No question of having plicata on both  sides of parentage.

The  orange one that shows up in middle of the pictures, is lovely, and very clearly shows  a cartenoid plicata pattern.

It is hard to see dotting on the other two. In these crosses  you can get Terry Joyce style rims, and   it can be hard to seperate them from plicata marking at times. They can even have these Joyce Terry rims with light  plicata markings on top, which can be deceiving. I have worked these type  of crosses for over 15  years, so I'm familiar with them. A closer shot of rims of these other two might help.

Where there some traditional  anthocyanin plicatas in cross?

But, I sure like that orange one. That is one that I would buy in a flash if it was introduced.

Chuck Chapman

-----Original Message-----
From: Paul Archer <pharcher@mindspring.com>
To: iris-photos <iris-photos@yahoogroups.com>
Sent: Sun, May 16, 2010 8:53 am
Subject: [iris-photos] (unknown)

Here are the smaller pics for all to see.

Chuck asked...

Could you also post full parentage and and explanation of why you think these are plicatas, and not some other cartenoid pattern.

Chuck Chapman

These are plicatas because the carotenoids present are directly associated with anthocyanins in the same cell space when they are both present. When they are crossed with anthocyanin plicatas the flowers have carotenoid spots that merge with the anthocyanin spots. It depends on if the anthocyanin parent carries the carotenoid plicata genes or not. So far they seem to inherited together quite often but sometimes they do break. Also, I have been selecting the line to be sure they have dotting on the inside of the standards. Some anthocyanin plicatas are like that as well. some have almost no dotting on their standards and distinct dotting on their falls.

The first two are dotted on the insides and the dotting continues onto the falls just as in most anthocyanin plicatas. They are also a result of the reduced production of anthocyanin. Very often they have a muddiness or tint caused by anthocyanin precursors and co-factors that diappears just before or after they open that fades as in 'Immortality' or others.

These are all derived from 'Beverly Sills' which is one parent of 'Light Beam' which display the pattern also. 'Beverly Sill' is only a carrier for the carotenid plicata. The other parent of 'Light Beam' is 'Broadway' which shows the dotting on the inside of the standards. The yellow dotting on the falls is masked by or comprises part of the red dotting on the fall edges of 'Broadway'. 'Light Beam' is not in the parentage of any of these however as it would not produce in the direction I wanted it to. Although I do have a few good seedlings to work with later down the line.

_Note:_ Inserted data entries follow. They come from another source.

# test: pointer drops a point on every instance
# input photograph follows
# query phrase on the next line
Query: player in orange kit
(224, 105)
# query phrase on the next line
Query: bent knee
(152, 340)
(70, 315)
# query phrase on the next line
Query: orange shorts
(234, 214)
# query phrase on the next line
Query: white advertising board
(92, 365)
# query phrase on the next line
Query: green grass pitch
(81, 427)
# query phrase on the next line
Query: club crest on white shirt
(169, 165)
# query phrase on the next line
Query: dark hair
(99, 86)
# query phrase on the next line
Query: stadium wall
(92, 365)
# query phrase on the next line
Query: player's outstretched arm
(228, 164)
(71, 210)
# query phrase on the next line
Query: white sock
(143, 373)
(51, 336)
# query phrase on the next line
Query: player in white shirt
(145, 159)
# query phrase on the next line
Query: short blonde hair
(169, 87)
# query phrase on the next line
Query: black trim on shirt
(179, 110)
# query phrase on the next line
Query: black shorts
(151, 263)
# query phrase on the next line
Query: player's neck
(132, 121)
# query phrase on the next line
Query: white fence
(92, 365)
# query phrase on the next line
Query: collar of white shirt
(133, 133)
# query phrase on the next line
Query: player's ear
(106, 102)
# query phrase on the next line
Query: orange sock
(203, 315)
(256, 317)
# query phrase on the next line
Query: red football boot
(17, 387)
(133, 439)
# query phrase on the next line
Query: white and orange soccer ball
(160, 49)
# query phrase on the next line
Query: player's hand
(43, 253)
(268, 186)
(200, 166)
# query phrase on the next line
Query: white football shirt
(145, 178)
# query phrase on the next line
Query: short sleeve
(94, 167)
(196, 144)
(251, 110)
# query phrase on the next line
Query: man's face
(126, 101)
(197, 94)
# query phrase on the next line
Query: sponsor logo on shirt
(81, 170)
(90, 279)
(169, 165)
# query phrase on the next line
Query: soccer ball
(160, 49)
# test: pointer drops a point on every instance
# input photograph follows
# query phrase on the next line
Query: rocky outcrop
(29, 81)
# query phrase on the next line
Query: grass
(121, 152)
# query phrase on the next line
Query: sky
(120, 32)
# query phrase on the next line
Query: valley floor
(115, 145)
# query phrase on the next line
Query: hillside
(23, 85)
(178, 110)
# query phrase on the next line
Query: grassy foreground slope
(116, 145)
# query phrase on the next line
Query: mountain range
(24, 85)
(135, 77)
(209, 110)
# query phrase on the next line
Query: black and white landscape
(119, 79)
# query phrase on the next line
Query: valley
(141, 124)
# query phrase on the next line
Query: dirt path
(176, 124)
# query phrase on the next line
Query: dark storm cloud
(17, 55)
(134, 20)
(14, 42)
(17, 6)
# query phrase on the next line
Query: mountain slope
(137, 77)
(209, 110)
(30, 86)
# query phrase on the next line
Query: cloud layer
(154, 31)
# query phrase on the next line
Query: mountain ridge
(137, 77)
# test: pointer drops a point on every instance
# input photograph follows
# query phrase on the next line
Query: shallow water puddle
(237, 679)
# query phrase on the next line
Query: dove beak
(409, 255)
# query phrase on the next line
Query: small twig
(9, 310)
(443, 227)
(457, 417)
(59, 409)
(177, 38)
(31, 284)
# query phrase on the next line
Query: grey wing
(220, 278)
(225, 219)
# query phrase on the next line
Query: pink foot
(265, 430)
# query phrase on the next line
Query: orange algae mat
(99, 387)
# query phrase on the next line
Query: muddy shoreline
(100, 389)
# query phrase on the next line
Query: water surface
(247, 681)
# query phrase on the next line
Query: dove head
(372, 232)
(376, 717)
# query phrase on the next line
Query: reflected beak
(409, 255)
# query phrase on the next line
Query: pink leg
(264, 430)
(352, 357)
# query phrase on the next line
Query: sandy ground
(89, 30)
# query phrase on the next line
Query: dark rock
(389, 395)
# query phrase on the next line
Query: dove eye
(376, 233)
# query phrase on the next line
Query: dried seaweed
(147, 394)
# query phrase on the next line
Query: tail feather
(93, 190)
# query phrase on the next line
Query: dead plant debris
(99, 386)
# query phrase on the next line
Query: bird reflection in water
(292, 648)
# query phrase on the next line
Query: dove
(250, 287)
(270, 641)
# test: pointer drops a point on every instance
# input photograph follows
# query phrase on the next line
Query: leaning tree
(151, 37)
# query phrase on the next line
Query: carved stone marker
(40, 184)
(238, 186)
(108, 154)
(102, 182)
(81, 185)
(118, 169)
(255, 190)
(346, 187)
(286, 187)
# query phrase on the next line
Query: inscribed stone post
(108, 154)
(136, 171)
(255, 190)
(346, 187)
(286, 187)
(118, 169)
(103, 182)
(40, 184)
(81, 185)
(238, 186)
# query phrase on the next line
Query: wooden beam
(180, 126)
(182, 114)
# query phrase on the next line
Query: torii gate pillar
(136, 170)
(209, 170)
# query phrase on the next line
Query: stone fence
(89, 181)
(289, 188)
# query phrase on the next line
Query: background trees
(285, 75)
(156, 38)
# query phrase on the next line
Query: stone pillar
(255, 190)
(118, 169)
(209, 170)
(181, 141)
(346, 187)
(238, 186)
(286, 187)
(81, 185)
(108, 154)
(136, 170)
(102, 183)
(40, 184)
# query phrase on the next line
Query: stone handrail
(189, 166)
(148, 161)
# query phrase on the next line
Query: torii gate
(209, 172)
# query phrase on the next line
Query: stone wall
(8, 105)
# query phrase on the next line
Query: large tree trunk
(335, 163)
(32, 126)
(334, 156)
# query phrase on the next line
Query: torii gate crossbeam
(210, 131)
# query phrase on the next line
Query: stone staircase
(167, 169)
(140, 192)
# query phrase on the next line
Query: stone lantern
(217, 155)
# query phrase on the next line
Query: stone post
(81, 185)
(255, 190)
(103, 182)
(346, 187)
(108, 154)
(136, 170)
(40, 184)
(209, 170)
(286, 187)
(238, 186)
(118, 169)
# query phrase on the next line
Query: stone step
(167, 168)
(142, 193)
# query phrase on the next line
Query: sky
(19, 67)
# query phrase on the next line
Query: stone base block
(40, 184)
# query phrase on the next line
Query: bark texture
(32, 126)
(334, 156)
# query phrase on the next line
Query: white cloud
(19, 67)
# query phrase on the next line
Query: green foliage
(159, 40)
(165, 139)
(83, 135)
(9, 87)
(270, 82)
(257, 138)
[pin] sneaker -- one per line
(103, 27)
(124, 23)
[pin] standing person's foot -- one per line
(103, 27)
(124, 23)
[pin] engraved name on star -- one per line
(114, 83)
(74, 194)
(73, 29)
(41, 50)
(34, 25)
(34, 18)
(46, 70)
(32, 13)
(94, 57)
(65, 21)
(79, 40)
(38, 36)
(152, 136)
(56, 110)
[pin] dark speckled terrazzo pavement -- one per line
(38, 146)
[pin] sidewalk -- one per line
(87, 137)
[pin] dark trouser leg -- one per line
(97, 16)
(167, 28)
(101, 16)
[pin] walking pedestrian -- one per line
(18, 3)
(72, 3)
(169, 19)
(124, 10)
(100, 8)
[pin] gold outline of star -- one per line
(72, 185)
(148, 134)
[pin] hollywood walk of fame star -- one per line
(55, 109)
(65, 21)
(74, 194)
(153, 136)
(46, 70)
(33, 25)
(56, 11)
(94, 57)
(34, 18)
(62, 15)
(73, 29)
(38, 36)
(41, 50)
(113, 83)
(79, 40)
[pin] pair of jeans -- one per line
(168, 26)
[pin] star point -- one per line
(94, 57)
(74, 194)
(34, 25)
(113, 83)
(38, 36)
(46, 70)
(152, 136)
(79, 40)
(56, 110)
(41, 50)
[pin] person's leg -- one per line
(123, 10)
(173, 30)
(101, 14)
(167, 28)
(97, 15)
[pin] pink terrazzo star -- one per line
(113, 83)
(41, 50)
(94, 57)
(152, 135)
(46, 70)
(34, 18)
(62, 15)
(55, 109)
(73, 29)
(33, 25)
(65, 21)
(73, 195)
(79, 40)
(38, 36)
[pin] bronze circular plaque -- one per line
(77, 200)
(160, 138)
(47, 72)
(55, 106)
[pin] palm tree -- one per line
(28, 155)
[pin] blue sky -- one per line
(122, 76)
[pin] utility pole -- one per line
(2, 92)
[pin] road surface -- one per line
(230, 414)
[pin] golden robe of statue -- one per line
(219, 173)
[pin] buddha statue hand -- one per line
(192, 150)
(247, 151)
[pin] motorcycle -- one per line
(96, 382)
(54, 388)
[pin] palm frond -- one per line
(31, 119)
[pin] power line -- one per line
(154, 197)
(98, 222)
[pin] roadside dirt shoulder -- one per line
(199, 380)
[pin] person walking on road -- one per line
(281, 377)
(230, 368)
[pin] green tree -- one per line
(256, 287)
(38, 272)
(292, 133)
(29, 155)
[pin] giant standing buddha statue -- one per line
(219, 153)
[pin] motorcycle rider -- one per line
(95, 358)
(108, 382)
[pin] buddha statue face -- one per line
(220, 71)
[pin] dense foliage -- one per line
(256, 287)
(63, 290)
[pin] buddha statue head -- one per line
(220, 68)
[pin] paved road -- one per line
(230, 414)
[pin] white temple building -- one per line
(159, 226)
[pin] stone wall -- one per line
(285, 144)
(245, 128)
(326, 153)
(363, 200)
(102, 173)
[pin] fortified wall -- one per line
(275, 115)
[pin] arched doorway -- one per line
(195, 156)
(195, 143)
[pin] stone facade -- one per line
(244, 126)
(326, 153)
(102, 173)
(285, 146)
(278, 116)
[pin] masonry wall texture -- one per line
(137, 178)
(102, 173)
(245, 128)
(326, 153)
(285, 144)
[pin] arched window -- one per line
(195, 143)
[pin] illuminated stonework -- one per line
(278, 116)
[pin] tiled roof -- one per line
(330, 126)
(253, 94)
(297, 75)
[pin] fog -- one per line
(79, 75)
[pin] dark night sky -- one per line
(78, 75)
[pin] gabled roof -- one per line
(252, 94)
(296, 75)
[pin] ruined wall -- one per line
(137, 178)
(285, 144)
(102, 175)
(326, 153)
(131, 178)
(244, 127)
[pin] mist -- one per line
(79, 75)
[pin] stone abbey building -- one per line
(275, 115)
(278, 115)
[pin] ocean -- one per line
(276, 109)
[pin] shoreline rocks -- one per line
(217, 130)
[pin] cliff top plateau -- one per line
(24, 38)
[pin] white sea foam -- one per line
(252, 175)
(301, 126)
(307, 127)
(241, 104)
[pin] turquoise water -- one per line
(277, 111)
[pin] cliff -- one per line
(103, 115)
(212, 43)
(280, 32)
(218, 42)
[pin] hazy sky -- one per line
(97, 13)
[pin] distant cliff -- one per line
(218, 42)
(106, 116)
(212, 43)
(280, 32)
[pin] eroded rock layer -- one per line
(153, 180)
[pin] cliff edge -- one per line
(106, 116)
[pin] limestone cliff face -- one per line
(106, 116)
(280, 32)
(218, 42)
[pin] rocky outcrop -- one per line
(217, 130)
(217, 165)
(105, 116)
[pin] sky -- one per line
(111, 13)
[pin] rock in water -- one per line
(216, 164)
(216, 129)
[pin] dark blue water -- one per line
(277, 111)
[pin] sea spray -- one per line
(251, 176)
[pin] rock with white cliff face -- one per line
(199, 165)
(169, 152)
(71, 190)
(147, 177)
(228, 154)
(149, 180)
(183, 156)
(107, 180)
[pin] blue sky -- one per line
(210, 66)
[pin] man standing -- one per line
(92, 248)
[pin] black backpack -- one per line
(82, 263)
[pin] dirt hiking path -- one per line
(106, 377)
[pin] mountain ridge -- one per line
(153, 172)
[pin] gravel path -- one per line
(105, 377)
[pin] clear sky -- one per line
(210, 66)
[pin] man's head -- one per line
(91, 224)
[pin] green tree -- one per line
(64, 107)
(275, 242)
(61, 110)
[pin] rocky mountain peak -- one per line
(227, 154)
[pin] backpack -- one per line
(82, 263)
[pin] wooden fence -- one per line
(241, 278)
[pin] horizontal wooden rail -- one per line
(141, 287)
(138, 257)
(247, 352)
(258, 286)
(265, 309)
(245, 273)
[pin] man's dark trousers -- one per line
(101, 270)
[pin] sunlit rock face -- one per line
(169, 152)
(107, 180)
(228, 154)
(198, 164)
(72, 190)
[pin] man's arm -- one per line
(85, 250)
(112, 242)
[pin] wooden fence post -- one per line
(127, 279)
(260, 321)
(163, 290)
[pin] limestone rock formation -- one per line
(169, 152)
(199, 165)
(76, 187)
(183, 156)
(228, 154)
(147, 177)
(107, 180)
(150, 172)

The parentge of pic 1 is (Beverly Sills x (Good Show x(Chicasaw Sue X Schiaparelli)sib 1 x sib 2

The parentage of pics 2 and 3 is Beverly Sills x (Beverly Sills x (Good Show x(Chicasaw Sue X Schiaparelli)):sib 1 .

'Chicasaw Sue' also displays a similar pattern to 'Broadway' just in orange and red and is recessive for lycopene. 'Schiaparelli' is also a carrier for the pattern since I got two carotenoid plicatas when crossed with 'Chicasaw Sue'.

Crossing these to 'Good Show' I got one heavily dotted orange seedling. Crossing this seedling to 'Beverly Sills' gave me two heavily orange dotted seedlings that I sibbed. These produced pic #1 with a more defined border of dots on the falls and light dotting on the inside base of the standards.

I have other carotenoid plicatas from other lines but all of them are yellow tones and of course some of the newer Introductions from other hybridizers but they are nowhere near pink. Tetraploid TB's are not the only ones to exibit this trait. 'Snickerdoodle' does (I believe it is a diploid and a much older cultivar), but it has a little bit of brown to muddy it up.